In a recent move that will have wide-ranging impact on the rail industry, the U.S. Department of Transportation (USDOT) set new level-entry boarding requirements for the access of passengers with disabilities to passenger railroads, applicable to new and altered station platforms where construction or alteration begins on or after March 2, 2012.  Through a final rule promulgated on September 19, 2011, USDOT amended its Americans with Disabilities Act regulations to require intercity and commuter passenger railroads to provide that disabled passengers can access any passenger cars accessible to non-disabled passengers (76 Fed. Reg. 57924)  This rule does not require railroads to retrofit existing station platforms.

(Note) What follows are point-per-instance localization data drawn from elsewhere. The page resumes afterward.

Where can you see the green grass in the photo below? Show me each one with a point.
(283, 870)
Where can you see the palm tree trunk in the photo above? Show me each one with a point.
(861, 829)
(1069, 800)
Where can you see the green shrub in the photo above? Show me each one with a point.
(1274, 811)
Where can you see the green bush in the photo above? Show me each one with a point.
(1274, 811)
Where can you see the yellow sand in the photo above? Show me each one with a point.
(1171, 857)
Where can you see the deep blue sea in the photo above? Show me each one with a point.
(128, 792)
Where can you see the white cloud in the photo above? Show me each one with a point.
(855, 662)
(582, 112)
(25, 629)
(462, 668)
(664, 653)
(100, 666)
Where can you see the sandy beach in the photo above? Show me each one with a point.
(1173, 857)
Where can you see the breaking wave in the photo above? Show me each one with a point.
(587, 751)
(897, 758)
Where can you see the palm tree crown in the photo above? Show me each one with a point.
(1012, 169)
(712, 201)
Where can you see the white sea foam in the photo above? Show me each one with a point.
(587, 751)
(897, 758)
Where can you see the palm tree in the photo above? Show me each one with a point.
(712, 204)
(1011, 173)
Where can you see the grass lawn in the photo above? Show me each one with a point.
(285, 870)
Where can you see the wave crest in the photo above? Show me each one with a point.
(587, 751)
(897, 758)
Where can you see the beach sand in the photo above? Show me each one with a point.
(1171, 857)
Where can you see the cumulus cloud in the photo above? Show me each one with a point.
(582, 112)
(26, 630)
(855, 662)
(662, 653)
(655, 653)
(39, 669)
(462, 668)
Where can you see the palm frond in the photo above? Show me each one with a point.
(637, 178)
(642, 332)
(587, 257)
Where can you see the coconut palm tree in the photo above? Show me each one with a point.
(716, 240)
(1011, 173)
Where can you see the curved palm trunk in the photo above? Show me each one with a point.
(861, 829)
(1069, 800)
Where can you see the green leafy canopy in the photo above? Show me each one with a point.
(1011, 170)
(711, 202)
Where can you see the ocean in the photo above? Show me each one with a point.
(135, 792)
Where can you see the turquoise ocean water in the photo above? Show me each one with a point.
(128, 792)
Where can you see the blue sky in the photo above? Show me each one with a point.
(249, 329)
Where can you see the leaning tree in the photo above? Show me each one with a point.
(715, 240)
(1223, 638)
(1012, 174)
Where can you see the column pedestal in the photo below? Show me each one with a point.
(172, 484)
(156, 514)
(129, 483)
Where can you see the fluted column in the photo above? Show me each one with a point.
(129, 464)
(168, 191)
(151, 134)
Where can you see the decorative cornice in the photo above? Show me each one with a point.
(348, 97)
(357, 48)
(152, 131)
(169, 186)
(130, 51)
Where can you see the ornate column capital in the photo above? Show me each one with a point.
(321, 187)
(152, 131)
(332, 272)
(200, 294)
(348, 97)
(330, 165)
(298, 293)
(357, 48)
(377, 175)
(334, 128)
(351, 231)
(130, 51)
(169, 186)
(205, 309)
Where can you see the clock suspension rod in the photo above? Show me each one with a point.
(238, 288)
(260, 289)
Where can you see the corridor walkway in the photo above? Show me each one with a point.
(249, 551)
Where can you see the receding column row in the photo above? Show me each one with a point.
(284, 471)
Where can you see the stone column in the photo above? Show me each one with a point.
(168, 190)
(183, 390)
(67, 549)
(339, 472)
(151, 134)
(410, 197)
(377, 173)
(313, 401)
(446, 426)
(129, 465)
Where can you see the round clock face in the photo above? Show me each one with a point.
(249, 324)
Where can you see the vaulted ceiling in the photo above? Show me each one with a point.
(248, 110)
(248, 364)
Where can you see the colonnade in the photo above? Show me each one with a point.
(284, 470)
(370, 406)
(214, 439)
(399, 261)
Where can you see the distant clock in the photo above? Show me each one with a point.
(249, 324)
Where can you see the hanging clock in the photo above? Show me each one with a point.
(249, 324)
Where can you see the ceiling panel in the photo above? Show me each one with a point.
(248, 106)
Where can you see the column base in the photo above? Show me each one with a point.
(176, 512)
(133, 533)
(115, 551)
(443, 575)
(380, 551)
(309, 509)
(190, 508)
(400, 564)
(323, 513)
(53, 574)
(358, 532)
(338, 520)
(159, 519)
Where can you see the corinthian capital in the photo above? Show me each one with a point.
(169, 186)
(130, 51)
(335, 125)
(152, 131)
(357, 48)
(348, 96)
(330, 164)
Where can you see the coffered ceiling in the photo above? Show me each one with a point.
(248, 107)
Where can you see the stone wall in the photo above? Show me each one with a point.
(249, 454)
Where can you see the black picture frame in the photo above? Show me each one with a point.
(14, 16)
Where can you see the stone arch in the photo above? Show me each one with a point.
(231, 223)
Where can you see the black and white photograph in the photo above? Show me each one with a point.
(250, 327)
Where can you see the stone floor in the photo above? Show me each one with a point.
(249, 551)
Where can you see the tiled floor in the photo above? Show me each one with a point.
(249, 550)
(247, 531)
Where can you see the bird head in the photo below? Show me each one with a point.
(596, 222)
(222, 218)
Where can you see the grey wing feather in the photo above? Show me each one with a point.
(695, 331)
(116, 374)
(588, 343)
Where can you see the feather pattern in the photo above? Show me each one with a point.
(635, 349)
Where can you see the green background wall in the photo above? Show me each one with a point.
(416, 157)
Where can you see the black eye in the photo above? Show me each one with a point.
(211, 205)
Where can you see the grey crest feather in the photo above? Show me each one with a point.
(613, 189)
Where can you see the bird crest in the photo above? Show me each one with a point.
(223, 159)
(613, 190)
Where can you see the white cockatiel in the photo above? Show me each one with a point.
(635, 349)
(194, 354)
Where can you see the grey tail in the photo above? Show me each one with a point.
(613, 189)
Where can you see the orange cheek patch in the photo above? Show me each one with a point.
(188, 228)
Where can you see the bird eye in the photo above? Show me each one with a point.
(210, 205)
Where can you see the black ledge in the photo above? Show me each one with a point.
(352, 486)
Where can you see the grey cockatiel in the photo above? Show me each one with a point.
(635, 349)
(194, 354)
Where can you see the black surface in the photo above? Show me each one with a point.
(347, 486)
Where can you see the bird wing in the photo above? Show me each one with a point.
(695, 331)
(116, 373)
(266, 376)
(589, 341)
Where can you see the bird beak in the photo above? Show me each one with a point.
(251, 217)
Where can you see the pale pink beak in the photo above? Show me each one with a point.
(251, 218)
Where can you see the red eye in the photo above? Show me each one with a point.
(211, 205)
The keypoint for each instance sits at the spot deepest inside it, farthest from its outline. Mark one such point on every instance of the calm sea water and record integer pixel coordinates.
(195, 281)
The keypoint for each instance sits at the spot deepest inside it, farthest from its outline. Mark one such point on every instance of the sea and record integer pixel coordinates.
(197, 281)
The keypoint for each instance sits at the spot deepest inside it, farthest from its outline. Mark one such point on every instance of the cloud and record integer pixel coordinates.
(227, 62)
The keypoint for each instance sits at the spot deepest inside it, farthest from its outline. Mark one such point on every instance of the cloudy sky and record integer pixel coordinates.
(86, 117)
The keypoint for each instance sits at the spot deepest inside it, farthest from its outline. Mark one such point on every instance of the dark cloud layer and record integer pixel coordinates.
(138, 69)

In stations not shared with freight railroads, passenger railroads must provide level-entry boarding to all passenger cars.

In stations where freight railroads run on track adjacent to passenger platforms, passenger railroads may choose among non-level boarding alternatives – including car-borne lifts, station-based lifts or mini-high platforms – to meet a prescribed performance standard.  In order to use a non-level boarding alternative, a passenger railroad must submit a detailed plan to the Federal Railroad Administration (FRA) and the Federal Transit Administration (FTA) demonstrating that the selected alternative meets USDOT’s accessibility performance standard efficiently and safely, and in a manner that integrates disabled and non-disabled passengers.  The plan must provide details on deployment, maintenance and operation of the non-level boarding alternative, and FRA and FTA have discretion to modify or disapprove the plan.  If proposing an approach other than car-borne lifts, USDOT also requires railroads to submit a cost/benefit analysis of car-borne lifts versus that other technique.

Compliance with these new level-entry boarding requirements will involve significant cost to passenger railroads.  First, covered railroads must alter design plans for any station platform construction that will begin on or after March 2, 2012.  Passenger railroads that alter or construct station platforms accessing track shared with freight railroads will also incur expensive ongoing work-arounds to the level-entry boarding requirement.